3. The method for regenerating activated carbon saturated by adsorption according to claim 1, characterized in that said alkaline solvent in step a) is a sodium hydroxide solution having a concentration of 1-5% by mass.

4. The regeneration process of activated carbon saturated by adsorption according to claim 1, characterized in that said alkaline regeneration solvent in step a) and step B) is a sodium hydroxide solution recovered and having a sodium hydroxide concentration of 1-5% by mass.

5. The regeneration method of activated carbon with saturated adsorption according to claim 1, wherein the controlling of the mass ratio of the activated carbon to be treated to the acidic solvent or to the acidic regeneration solvent in step C) is to control the mass ratio of the activated carbon to be treated to the acidic solvent or to the acidic regeneration solvent to be 1: 10-15.

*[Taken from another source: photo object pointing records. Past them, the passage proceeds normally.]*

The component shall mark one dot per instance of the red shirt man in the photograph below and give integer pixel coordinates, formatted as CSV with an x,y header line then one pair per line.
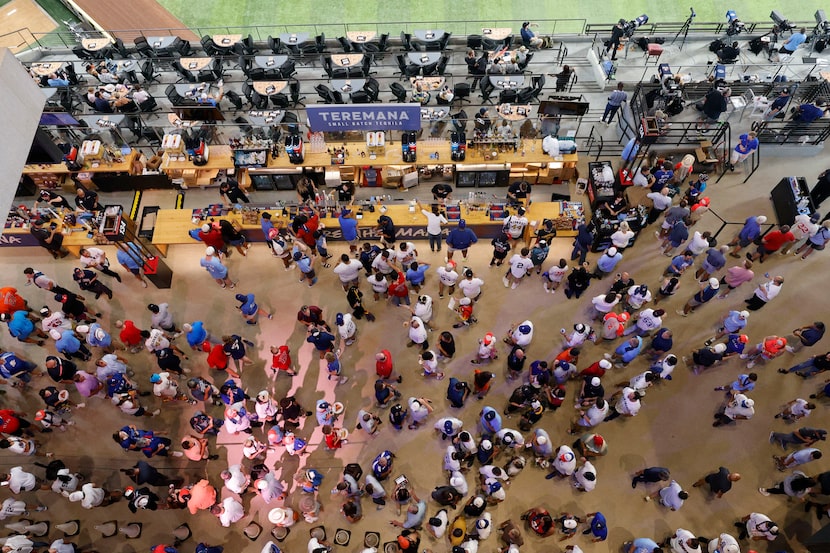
x,y
777,238
306,231
130,335
383,364
398,287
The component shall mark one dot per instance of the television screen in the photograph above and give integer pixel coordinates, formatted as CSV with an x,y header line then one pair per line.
x,y
43,150
57,118
198,113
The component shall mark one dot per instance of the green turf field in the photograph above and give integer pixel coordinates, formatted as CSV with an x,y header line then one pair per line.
x,y
207,13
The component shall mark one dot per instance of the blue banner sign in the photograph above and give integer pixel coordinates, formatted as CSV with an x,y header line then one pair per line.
x,y
364,117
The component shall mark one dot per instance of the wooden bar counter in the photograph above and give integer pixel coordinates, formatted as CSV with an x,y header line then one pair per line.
x,y
173,225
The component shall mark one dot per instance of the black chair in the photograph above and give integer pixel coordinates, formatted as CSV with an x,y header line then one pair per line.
x,y
294,89
486,88
324,93
538,83
258,101
473,42
406,42
525,95
184,74
257,74
288,70
276,45
280,101
461,91
143,47
129,107
149,105
118,46
82,54
381,46
345,43
244,125
235,99
209,46
442,65
528,57
508,96
430,69
249,46
173,95
398,91
360,97
148,72
459,121
401,59
245,64
372,88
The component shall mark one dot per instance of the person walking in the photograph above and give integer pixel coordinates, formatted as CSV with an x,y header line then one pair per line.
x,y
615,100
213,265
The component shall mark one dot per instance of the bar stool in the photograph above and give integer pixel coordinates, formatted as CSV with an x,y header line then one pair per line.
x,y
654,51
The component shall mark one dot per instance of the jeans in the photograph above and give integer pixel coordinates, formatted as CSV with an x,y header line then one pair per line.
x,y
434,242
610,111
579,251
807,368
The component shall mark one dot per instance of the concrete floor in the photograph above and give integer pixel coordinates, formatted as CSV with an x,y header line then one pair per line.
x,y
673,429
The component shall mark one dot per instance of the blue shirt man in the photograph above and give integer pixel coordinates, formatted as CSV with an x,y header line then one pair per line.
x,y
214,267
348,225
197,334
735,321
20,326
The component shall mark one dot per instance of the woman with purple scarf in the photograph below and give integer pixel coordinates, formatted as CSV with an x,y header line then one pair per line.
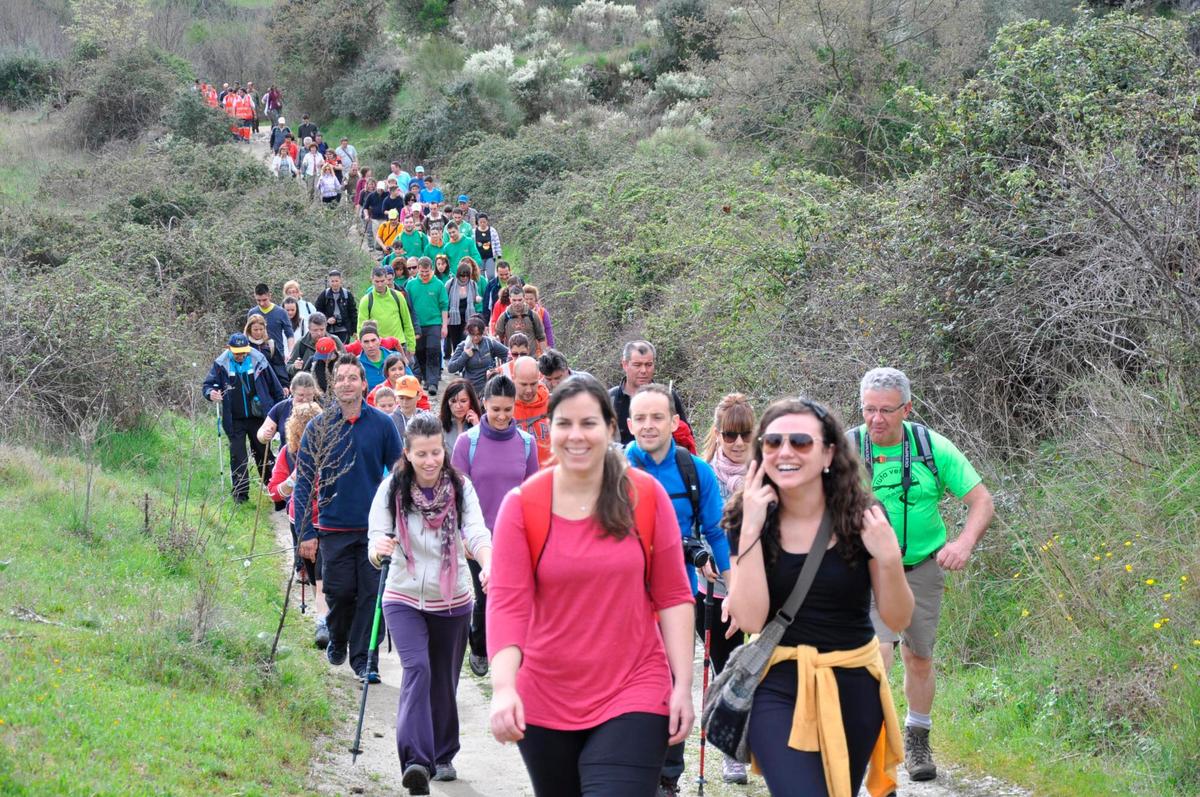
x,y
418,516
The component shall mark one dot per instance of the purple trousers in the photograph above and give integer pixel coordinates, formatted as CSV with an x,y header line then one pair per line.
x,y
431,647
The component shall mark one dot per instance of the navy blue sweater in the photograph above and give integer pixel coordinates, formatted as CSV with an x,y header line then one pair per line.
x,y
353,465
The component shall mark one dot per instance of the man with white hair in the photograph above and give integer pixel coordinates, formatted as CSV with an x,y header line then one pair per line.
x,y
911,467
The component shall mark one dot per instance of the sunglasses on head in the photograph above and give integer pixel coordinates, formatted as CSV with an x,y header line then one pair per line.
x,y
799,441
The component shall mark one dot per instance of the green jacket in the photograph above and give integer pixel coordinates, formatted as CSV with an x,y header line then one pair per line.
x,y
390,315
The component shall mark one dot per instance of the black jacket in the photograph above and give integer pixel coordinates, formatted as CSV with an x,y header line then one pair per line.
x,y
339,306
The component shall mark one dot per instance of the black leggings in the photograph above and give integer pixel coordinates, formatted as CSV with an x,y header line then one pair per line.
x,y
793,773
622,756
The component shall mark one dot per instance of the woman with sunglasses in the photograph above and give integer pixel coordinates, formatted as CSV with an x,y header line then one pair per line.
x,y
802,475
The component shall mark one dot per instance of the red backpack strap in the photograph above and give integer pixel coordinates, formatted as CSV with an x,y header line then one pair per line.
x,y
537,502
643,497
537,499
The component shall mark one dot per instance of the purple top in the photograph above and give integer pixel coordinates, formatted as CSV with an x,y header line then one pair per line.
x,y
502,462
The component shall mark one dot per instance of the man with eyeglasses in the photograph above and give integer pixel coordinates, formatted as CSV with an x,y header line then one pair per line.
x,y
911,467
697,503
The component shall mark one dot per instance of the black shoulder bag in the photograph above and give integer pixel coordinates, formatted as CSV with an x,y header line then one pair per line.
x,y
726,712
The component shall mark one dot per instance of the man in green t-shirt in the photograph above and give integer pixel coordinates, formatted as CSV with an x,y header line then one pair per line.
x,y
432,309
886,441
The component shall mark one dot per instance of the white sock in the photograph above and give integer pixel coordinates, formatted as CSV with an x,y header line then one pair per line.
x,y
918,720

6. The method for regenerating adsorption-saturated activated carbon according to claim 1, wherein the acidic solvent in step C) is any one of a sulfuric acid solution having a 3-5% concentration by mass of sulfuric acid and a hydrochloric acid solution having a 3-5% concentration by mass of hydrochloric acid, or a mixture thereof.

7. The regeneration process of activated carbon saturated by adsorption according to claim 1, characterized in that said acidic regeneration solvent in step C) and step D) is a sulfuric acid solution and/or a hydrochloric acid solution recovered and having a mass% specific concentration of sulfuric acid and/or hydrochloric acid of 3-5%.

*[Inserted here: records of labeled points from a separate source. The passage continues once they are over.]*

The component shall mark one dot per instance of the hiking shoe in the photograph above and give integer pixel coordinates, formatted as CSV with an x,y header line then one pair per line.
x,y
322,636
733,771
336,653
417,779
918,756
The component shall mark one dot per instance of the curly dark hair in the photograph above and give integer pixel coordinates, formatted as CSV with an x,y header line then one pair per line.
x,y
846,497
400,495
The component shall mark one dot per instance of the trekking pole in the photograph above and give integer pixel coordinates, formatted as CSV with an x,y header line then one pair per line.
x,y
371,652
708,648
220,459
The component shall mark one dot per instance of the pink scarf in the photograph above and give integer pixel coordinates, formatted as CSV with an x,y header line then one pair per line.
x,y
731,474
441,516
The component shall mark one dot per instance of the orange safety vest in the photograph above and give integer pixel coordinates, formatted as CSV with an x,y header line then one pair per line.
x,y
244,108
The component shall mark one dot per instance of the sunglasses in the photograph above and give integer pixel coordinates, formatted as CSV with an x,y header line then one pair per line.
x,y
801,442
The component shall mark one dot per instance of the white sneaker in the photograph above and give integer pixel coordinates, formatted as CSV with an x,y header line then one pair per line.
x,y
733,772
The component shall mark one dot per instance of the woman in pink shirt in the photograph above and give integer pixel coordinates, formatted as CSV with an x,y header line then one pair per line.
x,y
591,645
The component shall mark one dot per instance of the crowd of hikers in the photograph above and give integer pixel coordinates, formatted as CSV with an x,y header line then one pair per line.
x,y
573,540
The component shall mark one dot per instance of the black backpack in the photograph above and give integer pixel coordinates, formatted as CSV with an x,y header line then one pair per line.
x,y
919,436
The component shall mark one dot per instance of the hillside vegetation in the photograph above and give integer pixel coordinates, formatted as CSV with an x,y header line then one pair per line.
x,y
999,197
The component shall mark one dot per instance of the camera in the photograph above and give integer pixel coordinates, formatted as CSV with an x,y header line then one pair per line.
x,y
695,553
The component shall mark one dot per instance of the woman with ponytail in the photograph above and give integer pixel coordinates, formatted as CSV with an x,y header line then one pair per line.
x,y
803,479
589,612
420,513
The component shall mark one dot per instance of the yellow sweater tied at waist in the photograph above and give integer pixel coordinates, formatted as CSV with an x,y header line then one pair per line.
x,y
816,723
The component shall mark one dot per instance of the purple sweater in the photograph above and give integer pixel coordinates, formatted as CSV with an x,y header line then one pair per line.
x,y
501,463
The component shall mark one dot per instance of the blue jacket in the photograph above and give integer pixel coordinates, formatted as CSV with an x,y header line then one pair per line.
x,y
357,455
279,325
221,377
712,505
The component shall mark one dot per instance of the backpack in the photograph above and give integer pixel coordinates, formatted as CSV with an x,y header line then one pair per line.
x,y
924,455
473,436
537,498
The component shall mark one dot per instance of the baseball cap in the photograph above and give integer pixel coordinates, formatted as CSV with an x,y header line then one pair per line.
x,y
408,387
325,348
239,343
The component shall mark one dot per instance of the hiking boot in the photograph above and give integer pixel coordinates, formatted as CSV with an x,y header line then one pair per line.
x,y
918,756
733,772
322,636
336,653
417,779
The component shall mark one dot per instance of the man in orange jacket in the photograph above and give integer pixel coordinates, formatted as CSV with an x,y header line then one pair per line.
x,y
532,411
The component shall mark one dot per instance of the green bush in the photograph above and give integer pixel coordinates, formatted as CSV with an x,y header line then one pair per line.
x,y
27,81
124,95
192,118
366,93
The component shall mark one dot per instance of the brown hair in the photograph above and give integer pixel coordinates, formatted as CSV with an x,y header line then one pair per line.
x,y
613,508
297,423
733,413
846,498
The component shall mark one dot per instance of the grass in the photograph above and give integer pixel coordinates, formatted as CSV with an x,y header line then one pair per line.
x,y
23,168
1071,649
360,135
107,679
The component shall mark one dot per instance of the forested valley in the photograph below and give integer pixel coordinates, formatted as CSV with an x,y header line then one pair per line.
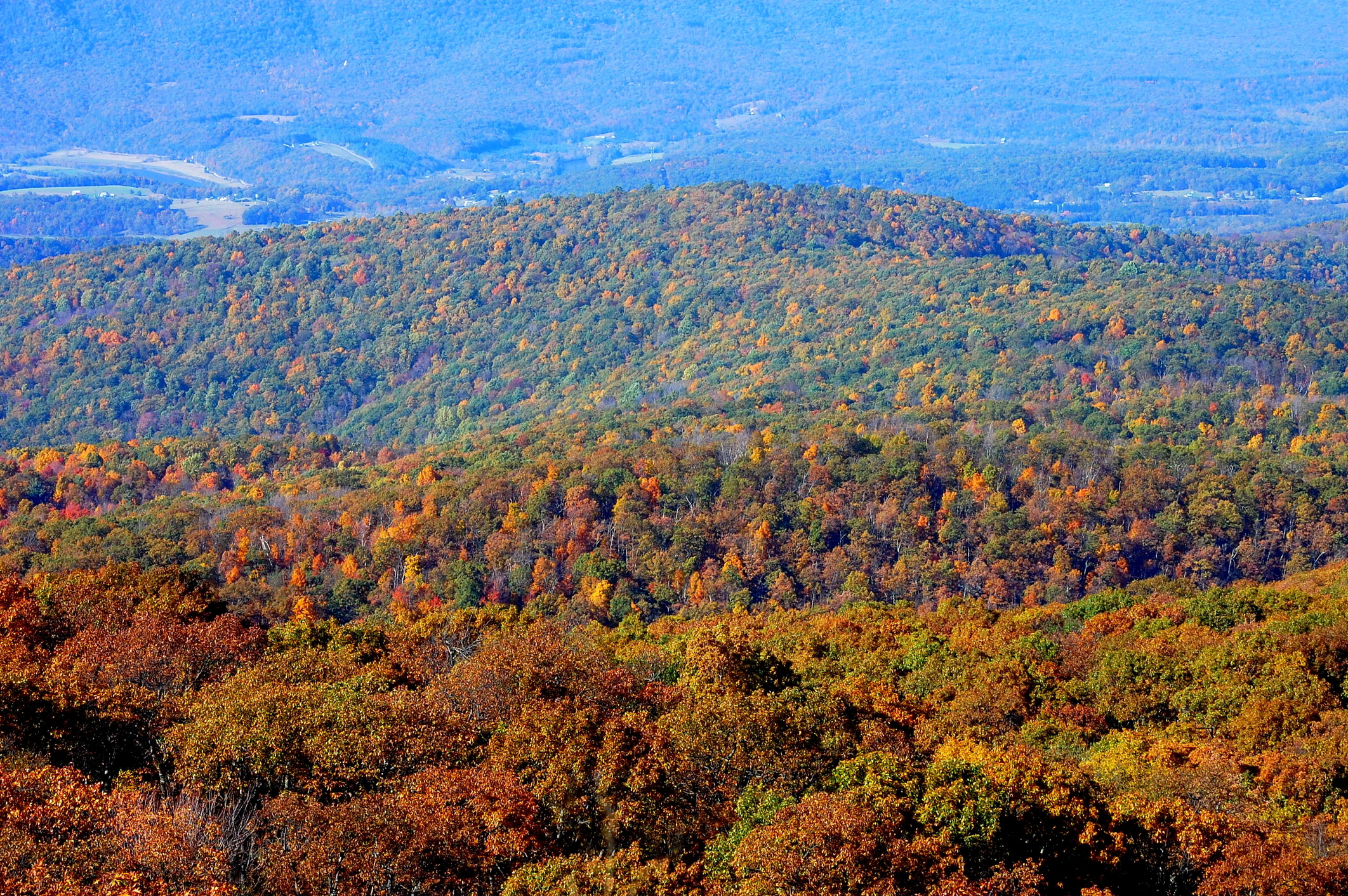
x,y
729,539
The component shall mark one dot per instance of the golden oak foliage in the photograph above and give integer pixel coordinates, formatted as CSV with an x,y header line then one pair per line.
x,y
1162,739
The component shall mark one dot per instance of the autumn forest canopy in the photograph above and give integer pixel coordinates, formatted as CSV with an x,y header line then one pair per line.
x,y
718,541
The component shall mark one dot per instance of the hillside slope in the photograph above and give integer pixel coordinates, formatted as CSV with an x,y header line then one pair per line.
x,y
710,298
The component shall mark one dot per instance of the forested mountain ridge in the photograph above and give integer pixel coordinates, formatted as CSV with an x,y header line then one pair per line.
x,y
420,326
712,542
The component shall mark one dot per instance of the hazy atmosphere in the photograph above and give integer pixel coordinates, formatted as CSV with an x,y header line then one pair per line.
x,y
673,449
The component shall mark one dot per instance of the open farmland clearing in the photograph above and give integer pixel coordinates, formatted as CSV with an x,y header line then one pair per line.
x,y
153,163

8. The regeneration method of activated carbon saturated by adsorption according to claim 1, characterized in that the volume ratio of activated carbon to be washed to water in step E) is controlled to be 1: 2-5; the acid wastewater generated in the washing process is added with acid and then is reused in the step C), which means that: adding sulfuric acid and/or hydrochloric acid into the acidic wastewater generated in the water washing process, and enabling the mass percent specific concentration of the sulfuric acid and/or hydrochloric acid in the acidic wastewater to reach 3-5%.